En la sabiduría de las culturas antiguas, dice Roberto Pérez, jamás se hubiera pensado que el tener fuera la solución. La verdadera respuesta a este miedo era el DESARROLLO DEL SER y hasta hoy sigue siéndolo.
Esto significa que debemos atender nuestra interioridad: conocernos más profundamente, buscar el fundamento y la razón de nuestras vidas, alimentarnos intelectual, afectiva y espiritualmente para afirmarnos como personas. Invertir tiempo y dedicación en nuestro crecimiento y desarrollo personal es la manera de combatir el miedo a perder.
El elemento que se asocia con esta etapa es la luz. Es importante ponerle claridad a las convicciones, a la confianza personal y al compromiso con la vida. Es decir, ponerle luz a nuestros pensamientos, sentimientos y acciones. Esto conduce a alcanzar una mayor integridad y a encontrarnos con nosotros mismos. Como adultos podemos ser “verdaderos faros”, guiando e iluminando a nuestros hijos; en la adolescencia, dándoles seguridad y, en la juventud, contagiándoles nuestra manera creativa de seguir superándonos día a día.
En las antiguas culturas solares, dice Roberto Pérez, donde la luz del sol favorecía procesos espirituales a través de iniciaciones, la comunidad daba gran importancia a retiros de silencio para que cada miembro pudiera lograr su encuentro personal. Hoy en día el “a-puro”, o sea, la ausencia de pureza (el vértigo que intoxica), impide el silencio y la verdadera “sol-edad”, creando un vacío existencial que se tapa a través del consumismo, el tener más y más.

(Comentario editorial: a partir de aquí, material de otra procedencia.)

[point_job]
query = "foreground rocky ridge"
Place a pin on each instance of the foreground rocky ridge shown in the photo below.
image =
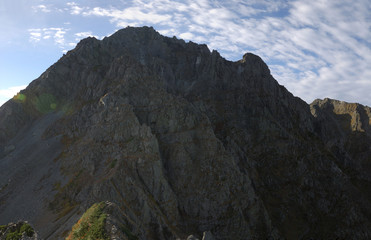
(183, 142)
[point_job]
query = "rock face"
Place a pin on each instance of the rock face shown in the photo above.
(184, 143)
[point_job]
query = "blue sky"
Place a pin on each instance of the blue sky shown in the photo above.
(316, 49)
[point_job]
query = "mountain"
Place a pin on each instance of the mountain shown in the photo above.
(181, 142)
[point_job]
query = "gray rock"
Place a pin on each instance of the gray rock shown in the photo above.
(182, 141)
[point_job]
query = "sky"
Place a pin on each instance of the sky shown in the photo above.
(316, 49)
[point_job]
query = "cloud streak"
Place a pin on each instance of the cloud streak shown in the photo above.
(316, 49)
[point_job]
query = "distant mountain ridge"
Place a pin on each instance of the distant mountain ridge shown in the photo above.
(183, 142)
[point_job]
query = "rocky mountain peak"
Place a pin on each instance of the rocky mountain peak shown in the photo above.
(184, 143)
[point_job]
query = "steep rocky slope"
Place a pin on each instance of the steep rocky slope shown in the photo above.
(183, 142)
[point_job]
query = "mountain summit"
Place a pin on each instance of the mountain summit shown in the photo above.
(162, 139)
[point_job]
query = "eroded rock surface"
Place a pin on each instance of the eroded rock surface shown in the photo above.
(183, 142)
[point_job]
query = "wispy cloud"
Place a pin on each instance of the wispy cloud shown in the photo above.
(57, 34)
(316, 49)
(41, 8)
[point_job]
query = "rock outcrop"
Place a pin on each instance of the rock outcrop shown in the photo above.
(183, 142)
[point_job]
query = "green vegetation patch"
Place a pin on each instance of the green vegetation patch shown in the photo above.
(91, 225)
(17, 232)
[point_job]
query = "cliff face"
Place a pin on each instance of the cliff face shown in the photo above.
(183, 142)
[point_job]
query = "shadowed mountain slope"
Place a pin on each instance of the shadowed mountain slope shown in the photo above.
(183, 142)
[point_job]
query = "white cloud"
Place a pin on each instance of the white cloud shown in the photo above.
(41, 8)
(8, 93)
(315, 48)
(74, 8)
(57, 34)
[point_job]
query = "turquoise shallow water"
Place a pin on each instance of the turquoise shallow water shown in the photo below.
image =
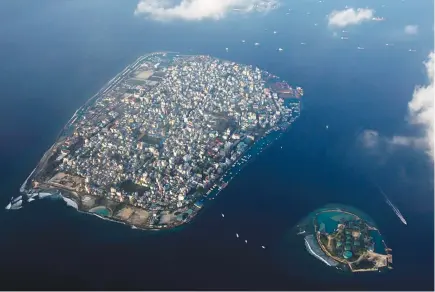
(102, 211)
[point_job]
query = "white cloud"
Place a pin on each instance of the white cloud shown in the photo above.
(420, 113)
(199, 9)
(411, 29)
(350, 16)
(421, 107)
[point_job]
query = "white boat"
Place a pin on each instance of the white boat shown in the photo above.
(16, 205)
(19, 198)
(44, 195)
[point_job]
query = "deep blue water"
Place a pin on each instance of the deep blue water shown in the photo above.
(55, 54)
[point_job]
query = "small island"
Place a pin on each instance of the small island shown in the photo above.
(345, 238)
(163, 136)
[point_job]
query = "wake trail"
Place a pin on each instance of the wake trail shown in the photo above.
(394, 208)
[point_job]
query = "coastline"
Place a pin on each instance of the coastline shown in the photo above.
(216, 187)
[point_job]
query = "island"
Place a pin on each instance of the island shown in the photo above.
(163, 136)
(345, 238)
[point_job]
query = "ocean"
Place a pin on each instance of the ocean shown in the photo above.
(56, 54)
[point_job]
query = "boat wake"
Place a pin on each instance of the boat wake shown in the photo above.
(389, 203)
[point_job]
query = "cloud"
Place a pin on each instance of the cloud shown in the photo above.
(350, 16)
(411, 29)
(195, 10)
(420, 113)
(421, 107)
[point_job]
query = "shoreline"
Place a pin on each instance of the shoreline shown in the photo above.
(190, 209)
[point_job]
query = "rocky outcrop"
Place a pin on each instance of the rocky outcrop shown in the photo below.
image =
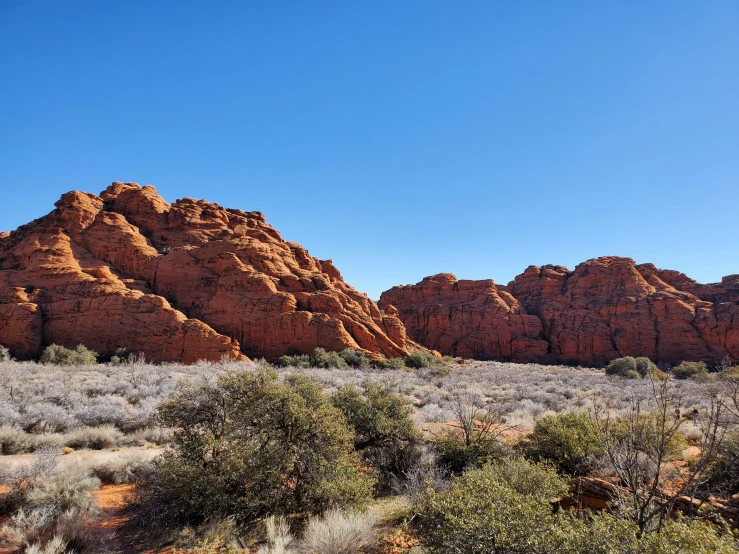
(605, 308)
(184, 281)
(471, 319)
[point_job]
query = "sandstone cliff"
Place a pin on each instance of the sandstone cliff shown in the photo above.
(606, 308)
(184, 281)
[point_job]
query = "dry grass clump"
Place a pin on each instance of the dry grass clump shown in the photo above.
(49, 508)
(126, 468)
(338, 532)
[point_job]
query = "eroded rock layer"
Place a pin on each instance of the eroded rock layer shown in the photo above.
(184, 281)
(606, 308)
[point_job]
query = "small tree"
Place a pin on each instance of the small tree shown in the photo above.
(250, 447)
(566, 440)
(385, 433)
(639, 447)
(474, 438)
(498, 508)
(623, 367)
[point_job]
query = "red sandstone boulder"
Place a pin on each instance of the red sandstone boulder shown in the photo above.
(184, 281)
(606, 308)
(610, 307)
(471, 319)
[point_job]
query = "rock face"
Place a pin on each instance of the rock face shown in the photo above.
(606, 308)
(181, 282)
(471, 319)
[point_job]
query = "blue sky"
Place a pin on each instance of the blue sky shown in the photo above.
(400, 139)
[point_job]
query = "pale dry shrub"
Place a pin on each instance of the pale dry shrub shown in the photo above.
(127, 468)
(279, 538)
(338, 532)
(56, 545)
(46, 502)
(95, 438)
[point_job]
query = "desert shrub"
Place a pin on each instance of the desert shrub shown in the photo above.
(566, 440)
(419, 360)
(384, 431)
(456, 455)
(389, 363)
(127, 468)
(354, 358)
(689, 370)
(338, 532)
(623, 367)
(646, 368)
(60, 355)
(95, 438)
(279, 538)
(122, 355)
(487, 511)
(250, 447)
(294, 360)
(45, 500)
(608, 533)
(424, 475)
(723, 473)
(322, 358)
(14, 440)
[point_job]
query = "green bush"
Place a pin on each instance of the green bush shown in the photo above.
(499, 508)
(623, 367)
(322, 358)
(723, 473)
(420, 360)
(689, 370)
(647, 368)
(566, 440)
(456, 456)
(121, 356)
(251, 447)
(295, 360)
(384, 431)
(607, 533)
(60, 355)
(354, 358)
(508, 508)
(390, 363)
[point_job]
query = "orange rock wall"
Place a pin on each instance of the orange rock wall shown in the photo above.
(605, 308)
(182, 282)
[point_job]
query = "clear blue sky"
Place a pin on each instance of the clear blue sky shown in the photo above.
(400, 139)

Experimentar la solidaridad permite el crecimiento espiritual, la satisfacción y la paz interior
En esta etapa de la vida, las personas tienen que alcanzar un nivel de conciencia basado en la unidad. Es un tiempo para dejar de pensar en singular y hacerlo en plural. No soy, sino que somos. La conciencia comunitaria, entendida como una actitud solidaria y fraternal, es el aprendizaje central que permitirá que, en la siguiente etapa, a partir de los 42 años, cada uno transforme el mundo que lo rodea.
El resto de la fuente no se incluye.